Characterization of the Blood‐Brain Barrier: Protein Composition of the Capillary Endothelial Cell Membrane

Abstract

Microvessels were isolated from canine cerebral cortex, and the composition of the endothelial cell membrane was investigated. Endothelial cell membranes were separated from the surrounding basement membrane, solubilized and subjected to sodium dodecyl sulfate-polyacrylamide gel electrophoresis in 12% gels. Staining with Coomassie Blue revealed a characteristic banding pattern of at least 12 major proteins with apparent MW between 14,000 and 250,000. When proteins from red blood cell ghosts were run simultaneously, no similarities were observed, except for proteins at apparent MW of 43,000 (band 3) and 35,000 (band 4). These 2 proteins migrated exactly to the positions of the erythrocyte proteins actin and glyceraldehyde 3-phosphate dehydrogenase, respectively. Membrane glycoproteins in gels were also examined by the use of fluorescent lectins. Of the fluorescein isothiocyanate-conjugated (FITC) lectins tested, only FITC-concanavalin A had an affinity for any membrane components.

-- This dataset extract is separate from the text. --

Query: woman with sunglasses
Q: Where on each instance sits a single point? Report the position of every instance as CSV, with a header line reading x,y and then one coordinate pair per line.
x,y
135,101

Diazotized [125I]iodosulfanilic acid, a membrane-impermeable reagent, was used to label the internal (lumen) cell surface and the external (antilumen) cell surface. Autoradiography and determination of radioactivity levels in gel slices showed that several proteins were specifically labeled, and that major differences in radioactivity of proteins existed in internal and external labeling experiments. The protein composition of the luminal membrane is different from that of the antiluminal membrane. In addition to the results obtained, the above procedures provide a model system for the further investigation of endothelial cell membrane proteins and the blood-brain barrier.